Op grond van artikel 8:81, eerste lid, van de Awb kan de voorzieningenrechter van de bestuursrechter die bevoegd is of kan worden in de hoofdzaak op verzoek een voorlopige voorziening treffen indien onverwijlde spoed dat gelet op de betrokken belangen vereist.
De asielaanvragen van verzoekers zijn niet in behandeling genomen op grond van artikel 30, eerste lid, van de Vreemdelingenwet 2000, omdat een andere lidstaat daarvoor verantwoordelijk is zoals bedoeld in de Verordening (EU) Nr. 604/2013 (Dublinverordening). Deze verordening stelt een termijn waarbinnen verzoekers dienen te worden overgedragen aan de ontvangende lidstaat. De voorzieningenrechter overweegt dat de beroepen van verzoekers naar verwachting niet kunnen worden afgehandeld binnen deze overdrachtstermijn. De uiterste overdrachtsdatum is namelijk 22 november 2024. De vereiste onverwijlde spoed is daarmee gegeven.
3. Naar het oordeel van de voorzieningenrechter weegt het belang van verzoekers om de uitspraak op hun beroepen in Nederland af te mogen wachten zwaarder dan het belang van verweerder om verzoekers daarvóór al over te dragen. De voorzieningenrechter wijst om die reden de verzoeken om een voorlopige voorziening als kennelijk gegrond toe en schorst de bestreden besluiten totdat op de beroepen tegen de bestreden besluiten is beslist.

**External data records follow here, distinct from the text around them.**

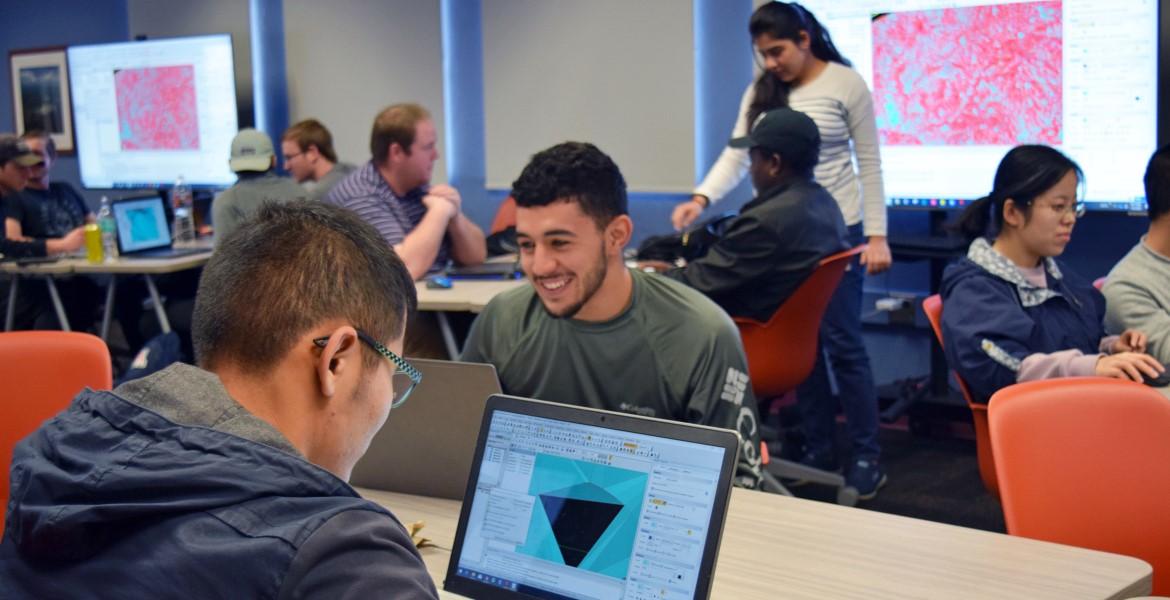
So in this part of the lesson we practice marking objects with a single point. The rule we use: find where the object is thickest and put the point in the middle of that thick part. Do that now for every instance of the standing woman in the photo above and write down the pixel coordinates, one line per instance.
(803, 70)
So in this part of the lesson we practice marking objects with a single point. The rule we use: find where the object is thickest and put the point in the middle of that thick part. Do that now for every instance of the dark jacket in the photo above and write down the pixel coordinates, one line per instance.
(16, 248)
(167, 488)
(993, 319)
(769, 249)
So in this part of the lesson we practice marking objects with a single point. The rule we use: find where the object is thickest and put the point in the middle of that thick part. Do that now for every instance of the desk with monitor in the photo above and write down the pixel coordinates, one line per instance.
(776, 546)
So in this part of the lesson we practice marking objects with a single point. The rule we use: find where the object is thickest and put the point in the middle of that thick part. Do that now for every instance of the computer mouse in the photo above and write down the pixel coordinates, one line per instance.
(1162, 380)
(439, 282)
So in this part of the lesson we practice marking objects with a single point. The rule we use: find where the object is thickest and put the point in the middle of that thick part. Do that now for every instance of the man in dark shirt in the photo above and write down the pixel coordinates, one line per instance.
(15, 159)
(52, 214)
(778, 239)
(228, 480)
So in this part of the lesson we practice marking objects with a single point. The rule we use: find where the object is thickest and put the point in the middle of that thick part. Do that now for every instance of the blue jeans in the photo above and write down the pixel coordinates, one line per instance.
(840, 338)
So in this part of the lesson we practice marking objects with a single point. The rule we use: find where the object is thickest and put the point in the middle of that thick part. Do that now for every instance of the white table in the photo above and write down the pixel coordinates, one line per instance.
(115, 268)
(463, 296)
(775, 546)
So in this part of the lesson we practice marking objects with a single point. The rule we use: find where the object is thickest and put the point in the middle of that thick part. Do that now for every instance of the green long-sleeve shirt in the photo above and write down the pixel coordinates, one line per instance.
(673, 353)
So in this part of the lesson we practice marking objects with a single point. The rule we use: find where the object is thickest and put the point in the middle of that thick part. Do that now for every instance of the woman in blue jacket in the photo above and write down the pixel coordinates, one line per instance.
(1011, 311)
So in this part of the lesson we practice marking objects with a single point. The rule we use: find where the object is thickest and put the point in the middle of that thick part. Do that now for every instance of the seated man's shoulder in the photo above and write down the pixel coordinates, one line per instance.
(669, 301)
(359, 183)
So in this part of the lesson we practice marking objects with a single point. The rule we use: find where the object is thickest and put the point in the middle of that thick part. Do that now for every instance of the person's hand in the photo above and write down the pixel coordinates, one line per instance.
(685, 213)
(654, 266)
(74, 240)
(449, 193)
(441, 204)
(1130, 340)
(876, 256)
(1129, 365)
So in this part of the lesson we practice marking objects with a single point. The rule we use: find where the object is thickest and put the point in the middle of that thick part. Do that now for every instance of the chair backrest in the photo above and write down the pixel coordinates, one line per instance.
(783, 351)
(506, 215)
(933, 307)
(41, 372)
(1086, 462)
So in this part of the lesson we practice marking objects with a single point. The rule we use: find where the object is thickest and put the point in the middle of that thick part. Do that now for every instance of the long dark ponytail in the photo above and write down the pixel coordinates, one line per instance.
(1023, 174)
(785, 21)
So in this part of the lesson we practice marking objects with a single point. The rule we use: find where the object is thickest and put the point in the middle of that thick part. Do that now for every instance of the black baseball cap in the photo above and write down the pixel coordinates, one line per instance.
(13, 149)
(782, 130)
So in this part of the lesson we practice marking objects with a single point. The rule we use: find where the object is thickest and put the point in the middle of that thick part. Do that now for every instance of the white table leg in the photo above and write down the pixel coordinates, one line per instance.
(11, 312)
(448, 336)
(109, 308)
(56, 304)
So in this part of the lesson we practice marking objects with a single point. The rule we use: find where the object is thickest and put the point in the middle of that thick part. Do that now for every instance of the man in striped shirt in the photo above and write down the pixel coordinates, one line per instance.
(392, 192)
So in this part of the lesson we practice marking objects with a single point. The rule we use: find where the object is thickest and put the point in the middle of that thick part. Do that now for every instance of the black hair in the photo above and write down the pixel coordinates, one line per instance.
(289, 269)
(50, 146)
(573, 171)
(1024, 173)
(1157, 183)
(785, 21)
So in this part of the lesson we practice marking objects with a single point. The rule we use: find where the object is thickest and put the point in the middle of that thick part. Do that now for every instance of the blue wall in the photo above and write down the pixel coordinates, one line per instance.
(59, 22)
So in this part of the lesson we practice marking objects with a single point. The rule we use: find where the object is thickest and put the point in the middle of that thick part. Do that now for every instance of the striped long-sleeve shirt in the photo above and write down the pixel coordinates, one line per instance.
(367, 194)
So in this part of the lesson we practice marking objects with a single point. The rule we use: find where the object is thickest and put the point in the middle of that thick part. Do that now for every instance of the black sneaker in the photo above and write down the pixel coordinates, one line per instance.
(866, 476)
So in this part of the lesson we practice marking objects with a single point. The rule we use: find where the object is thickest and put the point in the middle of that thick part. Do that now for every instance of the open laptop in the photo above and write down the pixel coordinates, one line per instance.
(144, 230)
(426, 446)
(570, 502)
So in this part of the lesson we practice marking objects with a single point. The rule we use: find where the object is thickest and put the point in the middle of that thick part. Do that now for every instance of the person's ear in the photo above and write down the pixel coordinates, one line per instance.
(618, 233)
(341, 358)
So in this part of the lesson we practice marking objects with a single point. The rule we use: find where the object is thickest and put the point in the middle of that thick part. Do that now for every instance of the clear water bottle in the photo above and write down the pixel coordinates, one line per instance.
(109, 228)
(184, 218)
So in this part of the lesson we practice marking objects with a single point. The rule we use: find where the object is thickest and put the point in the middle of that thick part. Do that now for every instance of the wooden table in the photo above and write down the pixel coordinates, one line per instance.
(775, 546)
(80, 266)
(463, 296)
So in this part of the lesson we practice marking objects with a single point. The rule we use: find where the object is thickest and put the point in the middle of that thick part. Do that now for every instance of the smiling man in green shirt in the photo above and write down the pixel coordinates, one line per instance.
(590, 331)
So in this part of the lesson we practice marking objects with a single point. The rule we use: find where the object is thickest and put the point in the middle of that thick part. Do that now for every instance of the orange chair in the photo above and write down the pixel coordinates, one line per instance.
(41, 372)
(933, 307)
(783, 352)
(506, 215)
(1086, 462)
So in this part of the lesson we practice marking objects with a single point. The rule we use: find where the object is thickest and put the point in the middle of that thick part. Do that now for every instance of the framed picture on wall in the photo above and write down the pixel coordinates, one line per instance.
(40, 94)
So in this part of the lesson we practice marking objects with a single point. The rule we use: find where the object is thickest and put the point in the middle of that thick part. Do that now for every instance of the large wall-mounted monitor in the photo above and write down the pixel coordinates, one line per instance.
(146, 112)
(958, 83)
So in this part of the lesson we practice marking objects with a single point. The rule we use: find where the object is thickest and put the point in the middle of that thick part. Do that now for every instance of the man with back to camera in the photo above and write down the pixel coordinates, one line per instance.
(254, 161)
(16, 159)
(1137, 290)
(424, 222)
(768, 250)
(309, 157)
(228, 480)
(590, 331)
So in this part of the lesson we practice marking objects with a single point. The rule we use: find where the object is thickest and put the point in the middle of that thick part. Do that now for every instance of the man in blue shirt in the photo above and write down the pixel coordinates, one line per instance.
(425, 223)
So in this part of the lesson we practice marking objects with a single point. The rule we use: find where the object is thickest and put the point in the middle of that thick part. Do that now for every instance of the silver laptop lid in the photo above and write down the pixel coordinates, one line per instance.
(426, 446)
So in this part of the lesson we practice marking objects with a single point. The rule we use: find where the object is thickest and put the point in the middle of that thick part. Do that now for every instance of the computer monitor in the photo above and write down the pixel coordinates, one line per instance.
(148, 112)
(956, 83)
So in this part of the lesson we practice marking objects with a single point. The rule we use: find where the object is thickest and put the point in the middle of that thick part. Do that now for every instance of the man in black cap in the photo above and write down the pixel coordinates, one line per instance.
(778, 239)
(15, 160)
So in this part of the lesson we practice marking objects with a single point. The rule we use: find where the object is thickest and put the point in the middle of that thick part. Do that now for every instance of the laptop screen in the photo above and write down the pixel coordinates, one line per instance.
(142, 225)
(575, 510)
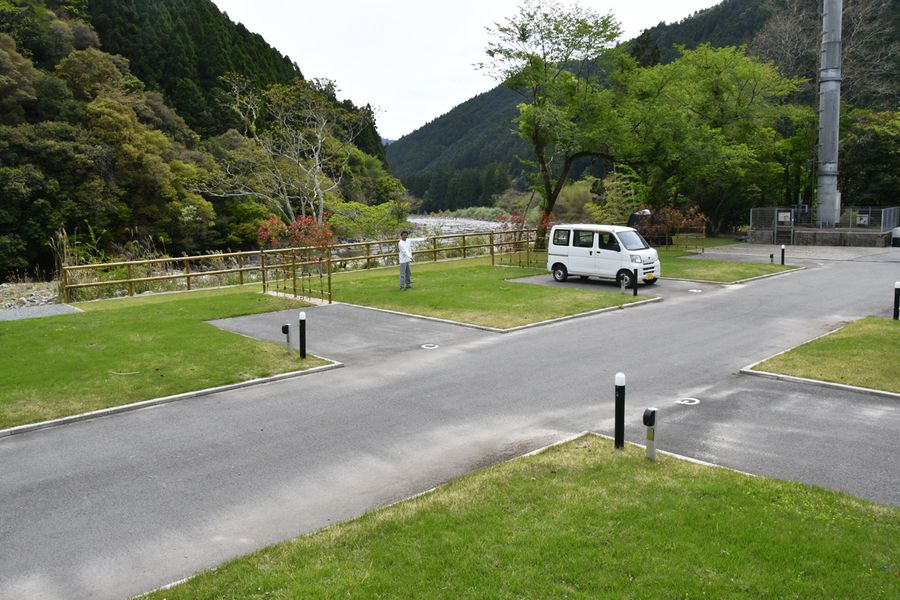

4. De voorzieningenrechter ziet in de toewijzing van de verzoeken aanleiding om verweerder te veroordelen in de door verzoekers gemaakte proceskosten. Deze worden op grond van het Besluit proceskosten bestuursrecht voor de door een derde beroepsmatig verleende rechtsbijstand vastgesteld op € 875, bestaande uit een punt voor het indienen van de verzoekschriften met een waarde per punt van € 875 en vermenigvuldigd met wegingsfactor 1 (gemiddeld). De verzoeken om een voorlopige voorziening zijn samenhangende zaken en worden daarom op grond van artikel 3 van het Besluit proceskosten bestuursrecht beschouwd als één zaak.

Beslissing

De voorzieningenrechter:
- wijst de verzoeken om een voorlopige voorziening toe in die zin dat de bestreden besluiten worden geschorst tot na de behandeling van de beroepen van verzoekers (de zaken met nummers NL24.36514, NL24.36516, NL24.36518, NL24.36520, NL24.36522 en NL24.36524);
- veroordeelt verweerder in de proceskosten van verzoekers tot een bedrag van € 875 (achthonderdvijfenzeventig euro).
Deze uitspraak is gedaan op 7 november 2024 door mr. J.F.I. Sinack, voorzieningenrechter, in aanwezigheid van mr. R. de Mul, griffier, en openbaar gemaakt door middel van geanonimiseerde publicatie op www.rechtspraak.nl.
De uitspraak is bekendgemaakt op:
Tegen deze uitspraak staat geen hoger beroep of verzet open.